Council receives clean audit for 2013
The City of Thomasville had a good year financially.
Thomasville City Council received a clean audit report from Martin Starnes & Associates at its Nov. 16 monthly that showed the city is in good financial shape. Total income in the city's general fund increased as sales tax revenue and property tax valuation during the last budget cycle went up. The City of Thomasville's annual budget is $35.6 million.
"We did have a good year," City Manager Kelly Craver said. "Our general fund was relatively flat from the year before so we've maintained council's goal of keeping an unreserved fund balance of greater than 20 percent. Our water and sewer fund had a profitable year as well which created some additional reserves for that fund, which we need to consider for future improvements to our water and sewer system."
Thomasville's fiscal picture is much improved over a few years ago when the state threatened action if the city couldn't balance its books.
“We’re pleased to get that audit report,” Council Scott Styers said. “It has to do with a lot of things, but not the least of which has been the leadership of Raleigh York as chair personnel of the finance committee. He has been diligent in keeping our eyes on the prize when it comes to getting a fund balance established and making sure we accomplished the goals we wanted to without raising taxes.”

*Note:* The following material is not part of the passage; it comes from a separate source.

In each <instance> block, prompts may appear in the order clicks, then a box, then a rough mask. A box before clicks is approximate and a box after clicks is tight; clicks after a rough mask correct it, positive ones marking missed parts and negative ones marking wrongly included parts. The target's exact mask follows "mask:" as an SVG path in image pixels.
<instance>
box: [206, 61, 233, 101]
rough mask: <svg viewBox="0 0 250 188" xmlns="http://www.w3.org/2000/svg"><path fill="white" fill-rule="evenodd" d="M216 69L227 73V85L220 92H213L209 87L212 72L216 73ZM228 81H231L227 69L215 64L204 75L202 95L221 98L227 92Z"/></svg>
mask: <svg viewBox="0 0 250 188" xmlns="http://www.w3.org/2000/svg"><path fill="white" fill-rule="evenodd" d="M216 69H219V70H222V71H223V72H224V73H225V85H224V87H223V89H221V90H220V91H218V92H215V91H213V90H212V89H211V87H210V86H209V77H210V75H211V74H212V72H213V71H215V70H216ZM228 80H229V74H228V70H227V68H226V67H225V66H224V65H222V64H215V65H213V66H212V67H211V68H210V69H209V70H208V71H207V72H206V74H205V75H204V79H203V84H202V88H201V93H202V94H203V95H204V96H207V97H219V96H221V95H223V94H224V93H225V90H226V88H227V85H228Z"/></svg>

Craver said an improving economy and a dedicated staff committed to reaching a goal helped stabilize the city's finances.
"We did more with less and that's what it took," said Craver. "It took everybody working in concert to reach these financial goals. The growth was very slight and I think what we have seen is the economy is becoming more stable and we're seeing a small amount of growth."
One concerning deficiency in the budget is a drastic reduction in Powell Bill funds. The city received nearly $100,000 less in the state-issued funds municipalities receive for road maintenance. Powell Bill funds are collected through the state gasoline tax. High prices at the pump have resulted in people using less fuel, leading to a reduction in gas tax revenues. A city receives funding based on the number of miles of streets it maintains.
Craver estimates the city receives approximately 30 percent less in Powell Bill funding than it did five years ago. In order to make up the loss, Craver said reserve funds are being used to maintain city streets, and those funds are running low.
"The oxymoron is gas costs more so people buy less gams meaning less Powell Bill funds," Craver said. "When gas costs more, the products to repave streets costs more. You get less money that doesn't go as far as it used to on paving. We had about $1 million [in reserve funds]. At the end of this budget year we'll have about $350,000. That has been fundamentally how we've been able to fund out repaving projects."
Winding Creek Golf Course reported a loss last budget year. Craver said that while he would like to see the golf course break even, the losses were minimal. The city earlier this year retired the debt on Winding Creek.
"The golf course experienced a bad year last year," said Craver. "It's always a concern. You want all of your funds to either break even or turn a profit. We're trying to run a business here. We want it to pull its weight as much as possible."
Several infrastructure projects are underway. Clear well roofs are being replaced at the water treatment plant on Lexington Avenue, a project Craver said is 18 years in the making. Both of the city's pump stations are undergoing renovations and Phase 1 of the Hamby Creek outfall line replacement projects has started.